Four of Europe’s largest mobile network operators suffered a setback today in their legal battle to stop the EU imposing limits on the cost of using mobile phones abroad.

Setback for mobile firms in fight against EU pricing limits

Four of Europe’s largest mobile network operators suffered a setback today in their legal battle to stop the EU imposing limits on the cost of using mobile phones abroad.

The four, Vodafone, Telefonica O2, T-Mobile and Orange, say the setting by Brussels of uniform maximum “roaming” prices across Europe exceeded the power of the European Commission and should be left to national authorities.

But in a legal “opinion” today, an Advocate General at the European Court of Justice said the EU was right to act – because the Commission’s previous attempts to curb high roaming charges through political pressure and competition inquiries had failed.

The Commission had stepped in as “a last resort” when it found that roaming prices varied widely across Europe “in ways that could not be explained by underlying costs”.

Operators were making profits of above 200% for calls made while roaming, and of 300% or 400% for calls received:

“Given these excessive charges and the need for timely action, a decision to regulate retail prices was an option reasonably open to the Community” declared Advocate General Poiares Maduro.

His opinion will now be considered by the full court before a final verdict is delivered later this year or early next year.

Compulsory maximum roaming rates came into force last summer to tackle what EU Telecoms Commissioner Viviane Reding called the “roaming rip-off”. She acted after warning the mobile phone industry that she was not satisfied with voluntary agreements to keep prices in check.

The result was one of the most popular consumer-driven moves by the EU – an average 60% cut in the maximum charges operators could levy on mobile users making or receiving calls while in another EU country.

The four big mobile operators went to court in the UK challenging the validity of setting prices using an EU law allowing the harmonisation of national rules “in order to achieve the internal market” – the EU’s single market.

The High Court then asked the European Court of Justice to rule on whether the EU had acted correctly by setting maximum prices.

Today’s “opinion” said the EU was entitled “to impose limits on the prices charged by mobile phone companies for roaming calls in the interests of the internal market”.

The differences in prices between calls made at home and made abroad “could reasonably be regarded as discouraging the use of cross-border services such as roaming”.

The “opinion” went on: “Such discouragement of cross-border activities has the potential to impede the establishment of an internal market in which free movement of goods, services and capital is ensured.

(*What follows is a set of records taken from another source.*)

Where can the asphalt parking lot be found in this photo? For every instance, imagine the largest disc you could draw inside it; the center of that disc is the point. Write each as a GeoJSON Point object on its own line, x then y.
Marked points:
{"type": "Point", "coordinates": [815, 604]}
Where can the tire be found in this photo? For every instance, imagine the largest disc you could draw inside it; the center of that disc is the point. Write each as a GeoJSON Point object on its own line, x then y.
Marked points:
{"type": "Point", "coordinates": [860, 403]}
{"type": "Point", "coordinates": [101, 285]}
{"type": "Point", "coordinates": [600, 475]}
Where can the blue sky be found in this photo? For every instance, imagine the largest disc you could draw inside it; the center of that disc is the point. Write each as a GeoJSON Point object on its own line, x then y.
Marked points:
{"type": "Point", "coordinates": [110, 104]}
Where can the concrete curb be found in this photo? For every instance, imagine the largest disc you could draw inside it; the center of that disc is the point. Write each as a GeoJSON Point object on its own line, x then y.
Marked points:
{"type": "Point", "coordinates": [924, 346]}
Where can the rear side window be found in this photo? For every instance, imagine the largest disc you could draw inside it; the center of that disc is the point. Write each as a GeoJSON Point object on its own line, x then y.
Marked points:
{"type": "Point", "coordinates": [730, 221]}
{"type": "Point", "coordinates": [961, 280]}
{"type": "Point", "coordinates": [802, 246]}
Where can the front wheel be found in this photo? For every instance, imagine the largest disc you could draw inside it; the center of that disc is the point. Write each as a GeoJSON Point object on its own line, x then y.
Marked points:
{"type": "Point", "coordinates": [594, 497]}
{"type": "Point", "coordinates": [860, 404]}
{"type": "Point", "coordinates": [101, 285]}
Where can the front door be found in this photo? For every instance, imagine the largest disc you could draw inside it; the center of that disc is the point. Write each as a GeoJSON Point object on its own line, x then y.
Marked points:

Indeed, there is no clearer cross-border activity in the mobile telecoms sector than roaming itself.

It said it was “expedient and appropriate” for the EU to regulate retail prices.

The fact that the scheme was intended to expire after three years, that roaming charges were by definition a cross-border issue, and that roaming was “of minor concern to national regulators, made the EU better placed to address the problem. Had the issue been left to the 27 national regulators it may have taken too long to introduce effective control of retail prices.”